路上ライブ終了後、渉夢はクロバーとキリンとピースたちを待っていました。
「ところで、ピースさんたちのグループ名、何て言うの?」
渉夢がキリンに聞くと、キリンが上を向いたあと首を傾げます。
「あれ、あの子たち、最初の方でグループ名を言ってなかったのかな」
「ううん、ほら、私たち、最初から路上ライブを見てたわけじゃないから」
「あ、そっか。あの子たちのグループ名はね、ENCOURAGEだよ」
「えんかれっじって?」
クログーが不思議そうな表情です。
「勇気づける意味だったかな」
渉夢がクログーの疑問に答えたとき、ENCOURAGE本人たちがやっと来ました。
「そう、あゆむちゃん、よくENCOURAGEの意味がわかったね」
感心するピースです。
「いえ、地球の学校で英語っていう勉強を習ってて、それで知ってたんです」
「地球でも英語習っているんだ。こっちもだよ」
と、これはコンティーニュが言いました。
「ミュージーンも英語って教科あるのですね」
渉夢が言ったあと、
「勉強の話は眠くなるぜ。なあ、リーダー、そろそろ、帰ってもいいか?」
ラビングがあくびをします。
「って、リーダーはあんたじゃん」
ツッコむエフォートです。ラビングは彼にツッコまれたところでハートのサングラスが取れそうになり、慌てていました。

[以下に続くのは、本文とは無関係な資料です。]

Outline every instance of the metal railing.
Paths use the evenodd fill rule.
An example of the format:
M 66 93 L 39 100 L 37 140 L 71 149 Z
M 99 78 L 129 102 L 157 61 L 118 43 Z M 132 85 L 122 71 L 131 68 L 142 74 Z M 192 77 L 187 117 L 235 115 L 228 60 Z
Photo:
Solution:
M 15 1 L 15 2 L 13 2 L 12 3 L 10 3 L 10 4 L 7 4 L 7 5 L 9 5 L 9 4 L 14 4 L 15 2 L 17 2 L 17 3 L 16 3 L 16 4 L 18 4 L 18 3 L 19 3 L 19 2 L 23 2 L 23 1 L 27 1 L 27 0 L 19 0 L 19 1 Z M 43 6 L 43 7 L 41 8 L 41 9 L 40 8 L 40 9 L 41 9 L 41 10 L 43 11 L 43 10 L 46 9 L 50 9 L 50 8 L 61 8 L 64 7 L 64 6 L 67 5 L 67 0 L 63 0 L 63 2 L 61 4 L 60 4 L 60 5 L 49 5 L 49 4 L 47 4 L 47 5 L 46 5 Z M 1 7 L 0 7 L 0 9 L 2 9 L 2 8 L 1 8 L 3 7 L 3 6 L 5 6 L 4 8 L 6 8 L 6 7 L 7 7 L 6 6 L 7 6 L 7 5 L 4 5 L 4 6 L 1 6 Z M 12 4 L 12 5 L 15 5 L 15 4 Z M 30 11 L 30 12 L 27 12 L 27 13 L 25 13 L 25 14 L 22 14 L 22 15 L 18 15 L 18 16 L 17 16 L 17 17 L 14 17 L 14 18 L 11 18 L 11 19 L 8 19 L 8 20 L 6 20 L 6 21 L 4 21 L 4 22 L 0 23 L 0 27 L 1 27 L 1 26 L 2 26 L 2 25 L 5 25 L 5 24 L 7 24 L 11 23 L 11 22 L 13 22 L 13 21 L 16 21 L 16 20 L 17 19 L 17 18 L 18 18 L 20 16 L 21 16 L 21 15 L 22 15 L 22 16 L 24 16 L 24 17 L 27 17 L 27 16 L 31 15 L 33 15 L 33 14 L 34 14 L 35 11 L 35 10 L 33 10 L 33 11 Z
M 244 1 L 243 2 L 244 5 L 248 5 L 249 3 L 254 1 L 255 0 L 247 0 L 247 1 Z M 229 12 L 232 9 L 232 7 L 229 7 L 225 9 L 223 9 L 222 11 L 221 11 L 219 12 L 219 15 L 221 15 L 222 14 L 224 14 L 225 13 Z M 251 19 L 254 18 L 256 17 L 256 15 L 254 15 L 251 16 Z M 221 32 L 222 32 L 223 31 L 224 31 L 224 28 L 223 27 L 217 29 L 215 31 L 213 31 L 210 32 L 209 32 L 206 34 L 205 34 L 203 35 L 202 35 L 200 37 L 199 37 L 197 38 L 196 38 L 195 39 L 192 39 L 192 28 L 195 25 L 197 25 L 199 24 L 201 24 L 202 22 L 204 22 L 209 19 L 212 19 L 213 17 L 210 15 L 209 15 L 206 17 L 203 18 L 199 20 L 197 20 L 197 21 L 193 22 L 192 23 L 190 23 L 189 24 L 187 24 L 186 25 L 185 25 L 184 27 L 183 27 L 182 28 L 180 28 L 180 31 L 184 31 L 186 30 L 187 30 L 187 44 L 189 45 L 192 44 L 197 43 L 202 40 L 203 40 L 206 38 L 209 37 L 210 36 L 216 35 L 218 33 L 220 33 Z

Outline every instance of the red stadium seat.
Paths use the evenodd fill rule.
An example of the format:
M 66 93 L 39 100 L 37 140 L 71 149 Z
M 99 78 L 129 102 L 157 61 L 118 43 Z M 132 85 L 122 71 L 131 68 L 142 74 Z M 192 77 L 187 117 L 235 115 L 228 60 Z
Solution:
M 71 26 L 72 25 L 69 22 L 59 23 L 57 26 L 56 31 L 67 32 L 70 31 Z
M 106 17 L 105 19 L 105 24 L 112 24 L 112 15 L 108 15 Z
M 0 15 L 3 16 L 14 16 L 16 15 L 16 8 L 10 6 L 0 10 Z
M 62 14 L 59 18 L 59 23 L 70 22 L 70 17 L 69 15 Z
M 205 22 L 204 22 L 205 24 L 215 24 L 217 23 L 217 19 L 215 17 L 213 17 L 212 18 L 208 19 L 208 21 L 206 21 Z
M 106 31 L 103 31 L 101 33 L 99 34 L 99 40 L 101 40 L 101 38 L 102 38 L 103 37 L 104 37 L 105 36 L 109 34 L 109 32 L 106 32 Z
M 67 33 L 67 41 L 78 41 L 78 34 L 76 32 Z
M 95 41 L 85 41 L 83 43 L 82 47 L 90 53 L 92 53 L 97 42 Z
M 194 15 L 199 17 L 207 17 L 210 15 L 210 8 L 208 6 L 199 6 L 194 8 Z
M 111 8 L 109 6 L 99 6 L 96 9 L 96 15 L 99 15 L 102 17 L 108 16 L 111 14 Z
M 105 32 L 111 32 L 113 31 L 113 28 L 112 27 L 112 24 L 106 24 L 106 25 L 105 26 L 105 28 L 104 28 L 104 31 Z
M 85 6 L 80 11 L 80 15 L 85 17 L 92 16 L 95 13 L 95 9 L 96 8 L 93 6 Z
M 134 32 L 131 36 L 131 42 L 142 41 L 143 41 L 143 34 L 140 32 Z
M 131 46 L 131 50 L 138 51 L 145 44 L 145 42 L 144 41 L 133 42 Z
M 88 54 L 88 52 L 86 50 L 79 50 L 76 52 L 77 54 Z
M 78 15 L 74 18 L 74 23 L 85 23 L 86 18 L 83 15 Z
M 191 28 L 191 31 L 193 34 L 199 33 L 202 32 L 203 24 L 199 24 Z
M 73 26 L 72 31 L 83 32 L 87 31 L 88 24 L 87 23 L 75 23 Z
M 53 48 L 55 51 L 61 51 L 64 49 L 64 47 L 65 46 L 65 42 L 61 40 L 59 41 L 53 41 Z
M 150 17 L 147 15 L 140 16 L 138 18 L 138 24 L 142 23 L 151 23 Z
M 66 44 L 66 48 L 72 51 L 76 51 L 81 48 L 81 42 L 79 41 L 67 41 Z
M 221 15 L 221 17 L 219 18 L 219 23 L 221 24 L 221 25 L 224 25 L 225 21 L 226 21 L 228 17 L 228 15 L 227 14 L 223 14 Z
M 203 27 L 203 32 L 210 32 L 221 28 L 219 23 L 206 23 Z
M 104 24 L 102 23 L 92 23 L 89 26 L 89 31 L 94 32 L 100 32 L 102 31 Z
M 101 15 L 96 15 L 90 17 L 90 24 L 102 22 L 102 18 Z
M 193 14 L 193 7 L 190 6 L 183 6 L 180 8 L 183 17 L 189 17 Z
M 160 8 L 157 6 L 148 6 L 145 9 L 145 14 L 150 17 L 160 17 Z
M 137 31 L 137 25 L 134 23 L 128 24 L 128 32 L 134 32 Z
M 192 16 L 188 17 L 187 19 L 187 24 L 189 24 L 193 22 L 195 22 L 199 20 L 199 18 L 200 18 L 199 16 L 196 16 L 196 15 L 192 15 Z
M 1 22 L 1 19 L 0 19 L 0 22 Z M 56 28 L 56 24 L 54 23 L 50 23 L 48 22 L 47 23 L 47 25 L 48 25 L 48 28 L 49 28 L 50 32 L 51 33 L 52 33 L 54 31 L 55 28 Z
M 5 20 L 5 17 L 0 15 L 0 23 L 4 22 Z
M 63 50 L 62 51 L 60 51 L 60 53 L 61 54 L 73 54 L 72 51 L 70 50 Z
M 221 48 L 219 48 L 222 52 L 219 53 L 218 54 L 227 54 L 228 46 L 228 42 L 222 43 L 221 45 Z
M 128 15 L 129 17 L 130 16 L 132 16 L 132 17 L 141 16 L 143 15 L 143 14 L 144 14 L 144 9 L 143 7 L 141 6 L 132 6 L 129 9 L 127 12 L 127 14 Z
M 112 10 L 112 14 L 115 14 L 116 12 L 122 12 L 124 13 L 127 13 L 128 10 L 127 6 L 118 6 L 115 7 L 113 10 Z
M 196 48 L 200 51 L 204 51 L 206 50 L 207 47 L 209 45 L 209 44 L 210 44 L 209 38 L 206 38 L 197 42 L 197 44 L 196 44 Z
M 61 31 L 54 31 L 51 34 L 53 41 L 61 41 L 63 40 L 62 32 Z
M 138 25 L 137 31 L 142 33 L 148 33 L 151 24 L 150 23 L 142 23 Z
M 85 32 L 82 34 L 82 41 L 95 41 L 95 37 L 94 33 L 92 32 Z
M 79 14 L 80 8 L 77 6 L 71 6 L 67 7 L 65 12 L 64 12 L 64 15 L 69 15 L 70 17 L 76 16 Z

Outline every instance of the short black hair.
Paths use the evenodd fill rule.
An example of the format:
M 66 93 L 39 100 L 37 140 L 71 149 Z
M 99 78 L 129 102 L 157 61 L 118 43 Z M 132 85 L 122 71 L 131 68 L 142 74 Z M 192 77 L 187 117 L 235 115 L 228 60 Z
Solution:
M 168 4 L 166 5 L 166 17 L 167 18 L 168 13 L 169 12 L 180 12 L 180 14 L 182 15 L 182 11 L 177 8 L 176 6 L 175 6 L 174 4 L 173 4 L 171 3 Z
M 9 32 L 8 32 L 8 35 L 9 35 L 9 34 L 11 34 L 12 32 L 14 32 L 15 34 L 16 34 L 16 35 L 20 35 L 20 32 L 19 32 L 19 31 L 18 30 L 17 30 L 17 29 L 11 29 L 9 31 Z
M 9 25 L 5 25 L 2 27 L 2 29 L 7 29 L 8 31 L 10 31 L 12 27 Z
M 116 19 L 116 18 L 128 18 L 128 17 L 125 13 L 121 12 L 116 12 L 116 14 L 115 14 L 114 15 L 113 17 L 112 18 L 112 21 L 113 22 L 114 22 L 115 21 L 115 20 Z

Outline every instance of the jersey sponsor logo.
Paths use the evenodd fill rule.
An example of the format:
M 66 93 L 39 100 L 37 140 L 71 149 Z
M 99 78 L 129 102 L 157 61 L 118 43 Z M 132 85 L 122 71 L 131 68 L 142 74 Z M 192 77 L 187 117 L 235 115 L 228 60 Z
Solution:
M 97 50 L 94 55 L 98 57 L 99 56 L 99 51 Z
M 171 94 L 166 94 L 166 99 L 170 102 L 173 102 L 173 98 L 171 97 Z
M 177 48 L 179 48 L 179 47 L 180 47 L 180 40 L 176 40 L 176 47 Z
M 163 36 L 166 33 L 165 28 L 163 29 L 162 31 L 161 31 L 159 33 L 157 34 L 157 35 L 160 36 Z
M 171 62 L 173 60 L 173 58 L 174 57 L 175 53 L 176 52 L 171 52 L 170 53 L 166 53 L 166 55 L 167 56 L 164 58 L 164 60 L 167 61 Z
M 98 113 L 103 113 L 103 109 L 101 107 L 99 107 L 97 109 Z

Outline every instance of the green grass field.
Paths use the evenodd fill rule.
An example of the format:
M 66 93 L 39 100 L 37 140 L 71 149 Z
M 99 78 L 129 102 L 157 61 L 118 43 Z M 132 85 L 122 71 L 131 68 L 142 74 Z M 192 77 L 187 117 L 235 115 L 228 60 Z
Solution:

「ふう、サングラスが取れるとこだったじゃないか。さ、もうそろそろ帰ろうか。各自、自由にしよう」
「あ、リーダー、待ってよ。飲みに行こうぜ」
メイクがラビングの肩に手を回し、歩きます。
「ねえ、2人とも、これからさ、ディナーしに行かない?」
「いいね!」
「お腹空いたよね。行こう、行こう!」
コンティーニュに誘われ、ファインドとディアルはどこかのレストランへ向かいます。
「じゃ、オレは図書館に寄るから。じゃあな、ピース」
ピースに手を振ったエフォートも途中までコンティーニュたちにも手を振ったあと、図書館の方へ向かいました。
「そうだ、あゆむちゃん、さっきは本当の本当にごめんな。お詫びは何がいいかな」
渉夢に頭を深く下げるピースです。そんな彼に渉夢は困ったような表情になり、両手を振ります。
「ピースさん、気にしてないですから、そんなに謝らないで下さい」
「おれが、あゆむちゃんにお詫びできることは何かないかな。あ、そうだ、あゆむちゃん、君は地球から来たってことは、今夜は泊まれる場所がないだろう」
「そんなこと、ないとは思いますよ。泊まれる安い宿を紹介していただければ、それだけで助かります」
「安い宿、あるかもしれないけど、君はこっちの通貨、持ってないだろう」
「あ、荷物はみんな第2音楽室だった。しかも、財布にお金が入っていたとしても、こっちじゃ使えないんだ」
ピースに言われ、渉夢は異世界ミュージーンにいるときは、一文無しであることに気が付いたのです。
「決まりだな。おれんち、今夜、泊まりなよ。うちの家族もきっと、地球人を大歓迎してくれる」
「あゆむさん、せっかくだから、ピースんちに泊まったらいいよ」
「そうしようか、クログー」
「ええ」
キリンにも勧められたことにより、渉夢たちはこうして、ピースの家に泊まることになったのでした。